Keywords

1 Introduction

Since its inception in 1995, recurrent neural networks with Long Short Term Memory (LSTM) [1] have shown promising performance on modeling sequential data. Aiming at achieving constant error flow through hidden units, LSTMs are proven to be a scalable method that is both general and effective at capturing long-term temporal dependencies. In fact, LSTMs are widely adopted to advance the state-of-art for many difficult problems in various areas, including handwriting recognition [2, 3] and generation [4], language modeling [5,6,7,8] and translation [9], image caption generation [10, 11], question answering [12], video to text [13] and so on.

The key idea behind LSTMs is a complex unit called a memory cell, self-connected and capable of maintaining its state over time, and a set of nonlinear gating units aiming at regulating the information flowing in, out and back to the memory cell. At each time step, as vanilla RNNs, LSTMs are expected to receive a new input, compose it with previous cell state, and then update the cell memory with the guidance of those gates.
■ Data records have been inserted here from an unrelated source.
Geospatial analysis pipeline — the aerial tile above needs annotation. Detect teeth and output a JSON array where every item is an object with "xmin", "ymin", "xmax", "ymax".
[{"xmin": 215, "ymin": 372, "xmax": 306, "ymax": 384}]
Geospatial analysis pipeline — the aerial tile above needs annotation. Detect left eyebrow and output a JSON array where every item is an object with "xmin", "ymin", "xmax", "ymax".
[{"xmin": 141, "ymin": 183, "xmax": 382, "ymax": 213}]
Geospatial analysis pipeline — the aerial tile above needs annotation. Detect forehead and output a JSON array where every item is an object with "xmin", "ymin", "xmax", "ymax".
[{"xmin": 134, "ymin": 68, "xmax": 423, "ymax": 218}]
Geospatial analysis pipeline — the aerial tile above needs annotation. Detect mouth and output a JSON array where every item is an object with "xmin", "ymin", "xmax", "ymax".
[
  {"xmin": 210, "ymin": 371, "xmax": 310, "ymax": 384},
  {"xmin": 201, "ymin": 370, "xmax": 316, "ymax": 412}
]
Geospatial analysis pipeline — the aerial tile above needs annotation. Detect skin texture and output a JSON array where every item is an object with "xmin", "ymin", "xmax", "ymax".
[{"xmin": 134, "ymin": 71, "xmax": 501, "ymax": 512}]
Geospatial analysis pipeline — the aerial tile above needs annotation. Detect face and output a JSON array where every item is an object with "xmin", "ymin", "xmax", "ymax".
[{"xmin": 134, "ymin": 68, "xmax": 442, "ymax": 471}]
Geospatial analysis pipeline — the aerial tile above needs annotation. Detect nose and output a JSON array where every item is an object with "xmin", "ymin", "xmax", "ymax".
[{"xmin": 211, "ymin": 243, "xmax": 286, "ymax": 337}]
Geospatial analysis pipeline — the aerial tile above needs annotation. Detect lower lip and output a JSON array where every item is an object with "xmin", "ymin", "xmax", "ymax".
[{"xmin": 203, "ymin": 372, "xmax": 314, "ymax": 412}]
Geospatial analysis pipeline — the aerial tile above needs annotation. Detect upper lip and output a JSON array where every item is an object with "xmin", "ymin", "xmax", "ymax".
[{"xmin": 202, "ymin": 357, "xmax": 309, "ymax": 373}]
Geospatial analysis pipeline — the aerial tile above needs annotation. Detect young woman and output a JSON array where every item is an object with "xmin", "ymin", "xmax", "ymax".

For standard LSTMs, the fusion of the new input and previous cell state is often mathematically computed as their linear combination followed by a nonlinear transformation (activation). For convenience, we name this fusion as cell input, while referring to the new input as network input. Notice that the cell input is the only source of nonlinear combination involving both network input and cell state, functionally as a candidate for cell update.

However, the above architecture implicitly introduces a bias, that is, the exposure/isolation of information to the external environment and to the generation of the cell input remains the same and can be controlled by the same gate (output gate), i.e., they are functionally tied. This is a strong assumption since the output gate calculated at time \(t-1\) is mathematically independent of the new network input coming at time t, but is expected to guide the information flowing out of and back to the cell to generate the cell input in order to update its memory.

In this paper, we propose Untied Long Short Term Memory (ULSTM) as a solution to the above problem. Our idea is to introduce a new type of gate called a retrieve gate, dependent on the network input at each time step, to replace the output gate in the procedure of cell input generation. We only apply the idea to standard LSTMs in our paper, but it can also be generalized to many LSTM variants, e.g., Convolutional LSTM [14], Dynamic Cortex Memory [15] and Group LSTM [16].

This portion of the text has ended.